Why Bother to Recycle?

Contributed by Kim Kasasian

Please note that everything the Bowen Island Recycling Depot takes is BANNED from garbage. Bowen’s garbage goes to Vancouver, so we have to abide with their bans go avoid substantial fines.

Visit the BIRD website for a detailed list of banned items.


Batteries are very toxic.

The main reason to avoid tossing batteries in the trash is that they produce most of the heavy metals that are found in household waste, including lead, arsenic, zinc, cadmium, copper and mercury. Despite their small size, batteries account for much of the toxic material in landfills.Re-melting metals uses 45 to 90 percent less energy compared to making metal from ore.

If batteries end up in landfills, these metals can seep into the ground water and harm local plants, animals and even humans. (Those tiny watch/hearing aid batteries are particularly toxic). Recycled batteries are made into new batteries and stainless steel. Recycling batteries saves water, energy and natural resources. BIRD sent 775 kg of batteries for recycling in 2012.
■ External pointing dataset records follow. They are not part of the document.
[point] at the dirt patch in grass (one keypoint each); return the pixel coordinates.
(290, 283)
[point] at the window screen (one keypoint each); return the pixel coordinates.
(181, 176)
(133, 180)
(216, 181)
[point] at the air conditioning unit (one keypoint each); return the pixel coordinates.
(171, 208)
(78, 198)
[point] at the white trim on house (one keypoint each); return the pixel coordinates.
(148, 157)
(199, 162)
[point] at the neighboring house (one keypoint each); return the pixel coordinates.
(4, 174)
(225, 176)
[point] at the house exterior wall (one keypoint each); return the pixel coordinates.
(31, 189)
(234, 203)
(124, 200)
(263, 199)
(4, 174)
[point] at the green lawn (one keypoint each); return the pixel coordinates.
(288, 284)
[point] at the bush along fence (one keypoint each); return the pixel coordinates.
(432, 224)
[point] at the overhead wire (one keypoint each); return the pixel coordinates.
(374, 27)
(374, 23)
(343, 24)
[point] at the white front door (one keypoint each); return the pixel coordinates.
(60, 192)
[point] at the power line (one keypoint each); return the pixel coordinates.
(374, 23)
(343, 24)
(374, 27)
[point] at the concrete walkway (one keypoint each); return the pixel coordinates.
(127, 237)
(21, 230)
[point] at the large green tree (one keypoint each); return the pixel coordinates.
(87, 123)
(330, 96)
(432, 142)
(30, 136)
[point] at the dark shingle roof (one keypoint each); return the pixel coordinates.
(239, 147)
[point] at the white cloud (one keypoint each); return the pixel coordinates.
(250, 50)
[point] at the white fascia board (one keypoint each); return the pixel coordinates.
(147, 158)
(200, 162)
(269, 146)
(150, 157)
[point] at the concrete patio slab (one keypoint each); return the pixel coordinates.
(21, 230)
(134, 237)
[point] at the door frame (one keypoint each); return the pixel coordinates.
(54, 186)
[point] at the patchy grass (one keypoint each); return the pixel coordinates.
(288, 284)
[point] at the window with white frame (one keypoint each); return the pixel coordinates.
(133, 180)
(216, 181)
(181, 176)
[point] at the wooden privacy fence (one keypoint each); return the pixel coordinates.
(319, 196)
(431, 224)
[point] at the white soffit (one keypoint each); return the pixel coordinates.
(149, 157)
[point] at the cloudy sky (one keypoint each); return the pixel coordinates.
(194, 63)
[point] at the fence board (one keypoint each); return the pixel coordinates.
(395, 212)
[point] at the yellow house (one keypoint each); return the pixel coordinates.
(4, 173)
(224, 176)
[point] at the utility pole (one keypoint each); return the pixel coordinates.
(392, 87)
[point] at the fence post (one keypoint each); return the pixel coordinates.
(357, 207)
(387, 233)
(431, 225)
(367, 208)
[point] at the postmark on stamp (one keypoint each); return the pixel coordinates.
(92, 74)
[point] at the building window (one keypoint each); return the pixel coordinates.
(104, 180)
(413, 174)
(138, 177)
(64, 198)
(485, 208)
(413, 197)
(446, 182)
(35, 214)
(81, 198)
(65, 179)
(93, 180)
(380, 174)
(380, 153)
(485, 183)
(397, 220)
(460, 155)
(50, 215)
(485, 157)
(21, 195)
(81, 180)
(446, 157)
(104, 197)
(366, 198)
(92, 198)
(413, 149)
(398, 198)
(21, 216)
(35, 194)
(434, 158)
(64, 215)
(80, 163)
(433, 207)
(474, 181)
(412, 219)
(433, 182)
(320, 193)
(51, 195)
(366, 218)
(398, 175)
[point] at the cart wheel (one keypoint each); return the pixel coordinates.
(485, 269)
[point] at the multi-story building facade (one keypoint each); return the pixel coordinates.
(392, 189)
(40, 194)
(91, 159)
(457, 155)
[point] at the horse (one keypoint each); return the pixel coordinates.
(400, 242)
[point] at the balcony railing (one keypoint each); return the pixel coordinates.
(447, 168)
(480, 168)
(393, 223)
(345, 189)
Worth $40,000 to Bowen groups.

This section of the depot is run by various island groups who provide some benefit to our community. They sort and pack the bottles that you donate, and reap the rewards when they are taken to the bottle return in North Vancouver. This section of the depot puts around $35,000 back into our community. Many thanks are owed to Bowen Waste who generously help the groups transport the bottles to the mainland.


Cardboard is recycled into new boxes and packaging, paper towels and cat litter.

BIRD separates corrugated cardboard from the mixed paper. No waxed cardboard boxes please because when processed it both spoils the mix and bungs up the machines.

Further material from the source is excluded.